Temple had lingered in her parked car for a few minutes after leaving Molina’s house, feeling a bit confused and excited and amazed. “Visiting relatives” wasn’t an excuse Matt would swallow, with no relatives in town. She’d have to tell him the truth. Molina was on a mad mama roll to find her errant daughter, and Temple was a critical player.

It both revved and scared Temple that she might be key in finding Molina’s missing daughter. The idea of Mariah out on the road, being preyed on by smooth dudes, was deeply upsetting.

She was just a kid! An ambitious kid, but hadn’t Temple been writing movie companies with suggestions of books she could star in since the age of eight? True, she’d gotten over that by thirteen, which Mariah was, but in Temple’s day there weren’t the serious performance opportunities youngsters of today had.

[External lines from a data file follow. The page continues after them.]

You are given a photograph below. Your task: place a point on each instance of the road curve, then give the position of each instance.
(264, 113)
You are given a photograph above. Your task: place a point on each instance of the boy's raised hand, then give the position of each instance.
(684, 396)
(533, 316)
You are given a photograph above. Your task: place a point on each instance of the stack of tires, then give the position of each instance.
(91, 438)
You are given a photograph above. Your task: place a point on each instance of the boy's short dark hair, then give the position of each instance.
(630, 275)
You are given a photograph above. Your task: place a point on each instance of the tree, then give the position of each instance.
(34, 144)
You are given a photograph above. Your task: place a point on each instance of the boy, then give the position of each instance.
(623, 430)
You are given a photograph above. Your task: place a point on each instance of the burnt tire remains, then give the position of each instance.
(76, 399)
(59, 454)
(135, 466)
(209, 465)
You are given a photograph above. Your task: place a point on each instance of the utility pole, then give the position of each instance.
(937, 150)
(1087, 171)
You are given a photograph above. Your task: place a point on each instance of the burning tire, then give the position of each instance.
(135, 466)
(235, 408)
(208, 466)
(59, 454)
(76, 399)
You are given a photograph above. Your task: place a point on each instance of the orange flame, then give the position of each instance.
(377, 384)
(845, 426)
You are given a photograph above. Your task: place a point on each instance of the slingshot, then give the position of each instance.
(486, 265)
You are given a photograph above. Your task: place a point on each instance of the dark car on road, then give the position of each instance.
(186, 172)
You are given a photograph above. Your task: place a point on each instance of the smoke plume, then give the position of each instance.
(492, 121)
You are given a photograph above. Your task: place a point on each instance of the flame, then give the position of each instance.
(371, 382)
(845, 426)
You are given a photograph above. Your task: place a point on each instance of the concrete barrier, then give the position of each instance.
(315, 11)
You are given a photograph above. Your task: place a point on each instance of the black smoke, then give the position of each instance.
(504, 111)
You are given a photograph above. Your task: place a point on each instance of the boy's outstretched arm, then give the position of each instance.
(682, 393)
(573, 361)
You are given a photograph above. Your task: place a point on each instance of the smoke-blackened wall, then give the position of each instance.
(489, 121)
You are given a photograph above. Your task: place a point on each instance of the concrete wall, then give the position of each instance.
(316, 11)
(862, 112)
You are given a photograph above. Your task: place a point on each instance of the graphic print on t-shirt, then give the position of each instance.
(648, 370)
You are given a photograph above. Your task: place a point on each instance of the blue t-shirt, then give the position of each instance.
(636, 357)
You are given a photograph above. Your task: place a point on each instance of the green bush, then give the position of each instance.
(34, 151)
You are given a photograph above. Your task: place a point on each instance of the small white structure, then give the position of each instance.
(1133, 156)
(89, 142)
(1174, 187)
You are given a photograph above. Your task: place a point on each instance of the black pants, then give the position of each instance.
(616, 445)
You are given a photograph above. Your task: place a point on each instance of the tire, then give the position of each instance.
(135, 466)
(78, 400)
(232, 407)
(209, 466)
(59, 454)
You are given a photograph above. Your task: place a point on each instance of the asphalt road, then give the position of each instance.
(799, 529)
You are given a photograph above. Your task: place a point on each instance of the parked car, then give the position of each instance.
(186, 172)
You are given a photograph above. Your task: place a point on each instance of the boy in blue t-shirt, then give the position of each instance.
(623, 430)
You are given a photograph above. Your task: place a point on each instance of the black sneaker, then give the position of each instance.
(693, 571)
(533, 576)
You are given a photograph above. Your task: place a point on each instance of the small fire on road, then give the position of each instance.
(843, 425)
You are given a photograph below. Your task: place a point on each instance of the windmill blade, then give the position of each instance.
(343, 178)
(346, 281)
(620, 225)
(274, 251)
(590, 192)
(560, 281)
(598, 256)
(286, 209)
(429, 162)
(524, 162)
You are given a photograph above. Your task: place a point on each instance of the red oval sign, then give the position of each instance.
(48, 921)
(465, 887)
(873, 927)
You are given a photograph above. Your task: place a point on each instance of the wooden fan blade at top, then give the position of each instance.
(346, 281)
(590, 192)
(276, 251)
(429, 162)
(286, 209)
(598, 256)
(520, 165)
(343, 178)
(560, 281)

And, face it, Temple had an instant “in” to this online world of would-be young performers.

Zoe Chloe Ozone, her off-the-cuff creation, was an Internet hottie! Was Temple a woman behind her time, or what? She pictured a cable TV show, an interview show—take that, Oprah and Ellen! A sudden guest star career. She envisioned herself as . . . Mariah, swinging out there on a scheme and a prayer.

Grow up, Barr, she told herself.

First she had to help Molina find and recover her daughter.

Then she had to calculate her own star power. Apparently Zoe Chloe Ozone was a wholly Temple-owned entertainment entity that would not die. Oh, mama!